Now that I'm knee deep into Medicare and insurance things, I realize how important a yearly cap on drugs will be in the future. However, in the back of my mind I'm still suspicious.

I appreciate your post very much. Have a great one!
 
Drug coverage (or noncoverage) is not just unfortunate, but also mysterious. I don't think most of us fully understand it.

My DW takes a daily $500 pill ($15K per month), which boggles my mind. She is enrolled in a clinical trial, so the manufacturer provides it at no cost, but good grief, how can this be possible? If we had to pay for it, our drug plan would cover nearly all of it, but how can other people deal with this? As I said, just a mystery to me.
You have my empathy. My 2-a-day erdafitinib works out to $3200 monthly (in the future perhaps), or $80 per pill. Through the process we found that reducing the days each month did not change the scans, so less is as good as more. Even better, I get to take an entire week off, saving on cost, and gives me time to recover from side effects.

Without the adjustments I would require 60 pills each month, for $4,800 monthly.

But wait! There is another price, and that is what the manufacturer bills the pharmacy or hospital, and that is on the order of $1,000 monthly. However, I assume that is negotiated down.
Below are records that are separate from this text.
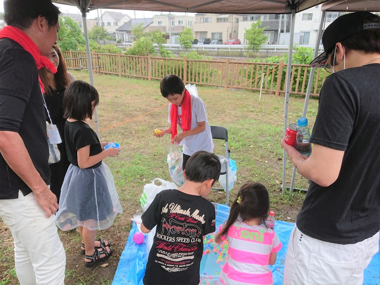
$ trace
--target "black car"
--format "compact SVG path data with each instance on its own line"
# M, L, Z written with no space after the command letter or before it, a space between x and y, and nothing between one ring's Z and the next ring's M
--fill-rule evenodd
M209 38L202 38L199 40L198 44L209 44L211 42L211 39Z

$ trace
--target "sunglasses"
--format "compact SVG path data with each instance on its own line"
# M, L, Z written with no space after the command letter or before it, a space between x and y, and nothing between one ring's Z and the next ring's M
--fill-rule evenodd
M328 72L329 72L330 73L332 73L333 72L332 68L331 66L332 65L333 67L334 66L334 61L335 59L335 51L334 51L331 53L331 54L330 55L330 56L328 57L327 59L327 60L326 62L326 64L325 65L325 69ZM332 63L331 63L331 59L334 59Z

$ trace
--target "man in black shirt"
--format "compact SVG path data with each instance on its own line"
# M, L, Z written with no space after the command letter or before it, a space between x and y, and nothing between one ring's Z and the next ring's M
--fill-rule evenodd
M14 242L21 285L63 284L65 256L57 231L43 86L60 12L51 0L5 0L0 30L0 216ZM54 66L53 66L54 67Z
M321 90L310 158L284 141L311 180L292 233L284 284L362 284L380 229L380 17L344 15L311 63L334 73Z

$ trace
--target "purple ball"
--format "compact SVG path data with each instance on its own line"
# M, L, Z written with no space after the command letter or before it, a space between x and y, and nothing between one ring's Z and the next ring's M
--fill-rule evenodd
M141 244L144 242L144 234L141 231L138 231L133 234L133 241L136 244Z

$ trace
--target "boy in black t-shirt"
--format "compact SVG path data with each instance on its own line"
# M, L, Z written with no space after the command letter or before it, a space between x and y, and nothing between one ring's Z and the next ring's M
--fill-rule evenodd
M189 159L184 185L157 195L141 216L141 231L157 225L143 282L145 285L197 285L203 236L215 231L215 210L202 196L219 178L220 162L198 151Z

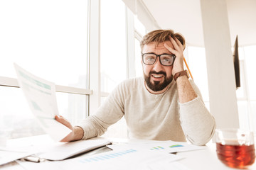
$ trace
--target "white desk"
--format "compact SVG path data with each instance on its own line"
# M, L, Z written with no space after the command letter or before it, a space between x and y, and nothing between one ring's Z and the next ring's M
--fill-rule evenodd
M52 142L51 140L46 136L39 136L36 138L35 142L33 142L33 144L40 144L41 143L48 143ZM115 138L110 138L110 140L114 142L121 142L121 143L125 143L125 142L134 142L134 140L128 140L128 139L115 139ZM18 140L14 140L12 141L10 141L9 145L16 144ZM23 141L23 142L21 142ZM142 141L142 140L135 140L137 141ZM29 142L31 142L31 138L27 139L23 139L23 140L21 140L20 142L18 142L18 145L20 146L29 146L31 144L29 144ZM181 164L185 165L188 168L188 169L191 170L231 170L231 169L231 169L223 164L220 162L220 161L218 160L215 152L215 144L209 142L206 144L207 147L205 149L201 149L201 150L194 150L194 151L188 151L188 152L178 152L177 153L177 155L185 157L184 159L182 159L181 160L178 160L178 162ZM89 153L87 153L86 154L91 155L95 153L99 152L108 152L110 149L106 147L102 147L97 149L96 150L92 151ZM31 164L36 164L36 163L31 163ZM40 164L40 163L38 163ZM13 162L11 163L0 166L0 170L24 170L19 164L16 163L15 162ZM81 169L84 169L84 168L81 168ZM170 169L171 168L170 167ZM249 166L247 169L256 169L256 163L254 164L252 166ZM50 169L48 169L50 170ZM71 170L71 169L70 169Z

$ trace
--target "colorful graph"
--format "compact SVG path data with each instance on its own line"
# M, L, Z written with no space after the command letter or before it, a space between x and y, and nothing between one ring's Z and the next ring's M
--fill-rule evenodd
M174 145L169 146L169 147L171 147L171 148L178 147L183 147L183 145L181 145L181 144L174 144Z
M101 155L92 157L90 158L86 158L85 159L80 160L80 162L82 163L88 163L88 162L105 161L105 160L107 160L109 159L113 159L115 157L122 157L123 155L133 153L134 152L137 152L137 150L128 149L128 150L118 152L114 152L114 153L111 153L111 154L101 154Z

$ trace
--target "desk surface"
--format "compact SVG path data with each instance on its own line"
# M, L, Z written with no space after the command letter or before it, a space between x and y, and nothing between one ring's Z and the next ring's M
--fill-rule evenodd
M46 136L41 136L37 137L37 140L35 141L37 141L36 143L36 144L39 144L41 143L48 143L52 142L50 139L49 139L48 137ZM118 142L118 143L129 143L129 142L143 142L143 140L129 140L129 139L117 139L117 138L110 138L110 140L114 142ZM12 140L9 144L9 146L11 146L13 144L17 144L16 140ZM22 142L23 141L23 142ZM28 146L30 145L29 142L28 141L31 141L28 139L23 139L23 140L21 140L18 142L19 146ZM24 145L25 144L25 145ZM86 153L87 155L92 155L97 153L102 153L105 152L108 152L110 149L107 147L102 147L99 148L97 149L93 150L92 152L90 152L88 153ZM211 170L211 169L223 169L223 170L228 170L228 169L231 169L226 166L225 166L223 164L222 164L218 159L217 154L215 152L215 144L209 142L206 144L206 148L204 149L200 149L200 150L194 150L194 151L188 151L188 152L178 152L178 156L181 156L184 157L184 159L180 159L177 162L181 163L181 164L186 166L188 169L190 170ZM36 164L36 163L31 163L31 164ZM40 163L39 163L40 164ZM1 165L0 166L1 170L24 170L24 169L20 166L18 164L17 164L15 162L11 162L9 164ZM84 168L81 168L81 169L84 169ZM254 164L252 166L249 166L247 169L256 169L256 163ZM50 170L50 169L49 169Z

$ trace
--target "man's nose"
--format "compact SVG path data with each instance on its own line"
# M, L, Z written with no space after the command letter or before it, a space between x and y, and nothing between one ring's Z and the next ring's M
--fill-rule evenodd
M156 72L161 71L163 69L163 65L160 62L160 58L157 57L155 63L154 63L154 70Z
So there is radiation, surgery, chemo, targeted therapy, experimental and probably other things I'm not aware of. You have a disease, but treatment is assigned codes through a mess of regulations, and the result is inscrutable, at least for now.
 
Guys, I'm 61, so a few years away from medicare, but close enough to start paying attention. I apologize in advance if this has already been addressed elsewhere, but reading through this thread, the question of using discount apps comes to mind. We currently have private insurance, but find using an app, like goodrx, is much cheaper than using our prescription insurance. Even though the prescription payments don't go toward our deductible, we get all of our prescriptions through goodrx at a substantial savings. We currently don't have any prescriptions near the magnitude of what's been mentioned here, but was wondering if this route had been tried for these high price drugs and what the results were?
 
Guys, I'm 61, so a few years away from medicare, but close enough to start paying attention. I apologize in advance if this has already been addressed elsewhere, but reading through this thread, the question of using discount apps comes to mind. We currently have private insurance, but find using an app, like goodrx, is much cheaper than using our prescription insurance. Even though the prescription payments don't go toward our deductible, we get all of our prescriptions through goodrx at a substantial savings. We currently don't have any prescriptions near the magnitude of what's been mentioned here, but was wondering if this route had been tried for these high price drugs and what the results were?

My DH takes a high priced drug (Humira) and the cost through Good RX is more than using his Medicare Part D insurance. Thanks for suggesting Good RX, it can help on lower priced drugs but I don't think it helps on the very expensive drugs because there is no generics or competition for the dug companies on these.